Jensen Huang Shakes Vegas With Nvidia’s Physical A.I. Vision at CES
Jensen Huang opened CES 2026 with a 90-minute keynote on Nvidia’s latest innovations. Patrick T. Fallon / AFP via Getty Images
Nvidia CEO Jensen Huang is the biggest celebrity in Las Vegas this week. His CES keynote at the Fontainebleau Resort proved harder to get into than any sold-out Vegas shows. Journalists who cleared their schedules for the event waited for hours outside the 3,600-seat BleauLive Theatre. Many who arrived on time—after navigating the sprawling maze of conference venues and, in some cases, flying in from overseas to see the tech king of the moment—were turned away due to overcapacity and redirected to a watch party outside, where some 2,000 attendees gathered in a mix of frustration and reverence.
Shortly after 1 p.m., Huang jogged onto the stage, wearing a glistening, embossed black leather jacket, and wished the crowd a happy New Year. He opened with a brisk history of A.I., tracing the last few years of exponential progress—from the rise of large language models to OpenAI’s advances in reasoning systems and the explosion of so-called agentic A.I. All of it built toward the theme that dominated the bulk of his 90-minute presentation: physical A.I.
Physical A.I. is a concept that has gained momentum among leading researchers over the past year. The goal is to train A.I. systems to understand the intuitive rules humans take for granted—such as gravity, causality, motion and object permanence—so machines can reason about and safely interact with real environments.
Nvidia enters the self-driving race
Huang unveiled Alpamayo, a world foundational model designed to power autonomous driving. He called it “the world’s first reasoning autonomous driving A.I.”
To demonstrate, Nvidia played a one-shot video of a Mercedes vehicle equipped with Alpamayo navigating busy downtown San Francisco traffic. The car executed turns, stopped for lights and vehicles, yielded to pedestrians and changed lanes. A human driver sat behind the wheel throughout the drive but did not intervene.
One particularly interesting thing Huang discussed was how Nvidia trains physical A.I. systems—a fundamentally different challenge from training language models. Large language models learn from text, of which humanity has produced enormous quantities. But how do you teach an A.I. Newton’s second law of motion?
“Where does that data come from?” Huang asked. “Instead of languages—because we created a bunch of text that we consider ground truths that A.I. can learn from—how do we teach an A.I. the ground truths of physics? There are lots and lots of videos, but it’s hardly enough to capture the diversity of interactions we need.”
Nvidia’s answer is synthetic data: information generated by A.I. systems based on samples of real-world data. In the case of Alpamayo, another Nvidia world model—called Cosmos—uses limited real-world inputs to generate far more complex, physically plausible videos. A basic traffic scenario becomes a series of realistic camera views of cars interacting on crowded streets. A still image of a robot and vegetables turns into a dynamic kitchen scene. Even a text prompt can be transformed into a video with physically accurate motion.

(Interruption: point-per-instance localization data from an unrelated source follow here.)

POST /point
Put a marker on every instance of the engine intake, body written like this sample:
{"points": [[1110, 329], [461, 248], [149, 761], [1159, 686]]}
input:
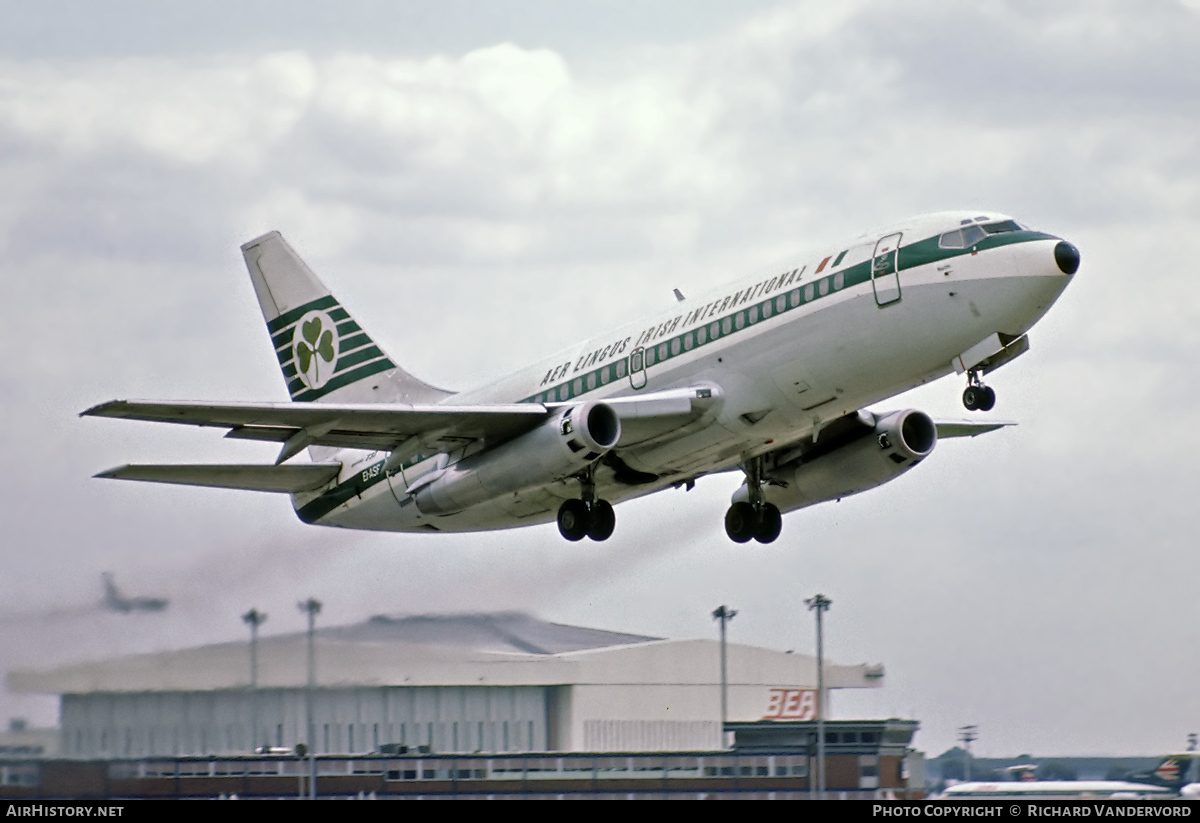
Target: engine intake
{"points": [[562, 445]]}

Nvidia said the first fleet of Alpamayo-powered robotaxis, built in the 2025 Mercedes-Benz CLA vehicles, is slated to launch in the U.S. in the first quarter, followed by Europe in the second quarter and Asia later in 2026.
For now, Alpamayo remains a Level 2 autonomous driving system—similar to Tesla’s Full Self-Driving—which requires a human driver to remain attentive behind the wheel at all times. Nvidia’s longer-term goal is Level 4 autonomy, where vehicles can operate without human supervision in specific, constrained environments. That’s one step below full autonomy, or Level 5.
“The ChatGPT moment for physical A.I. is nearly here,” Huang said in a voiceover accompanying one of the videos shown during the keynote.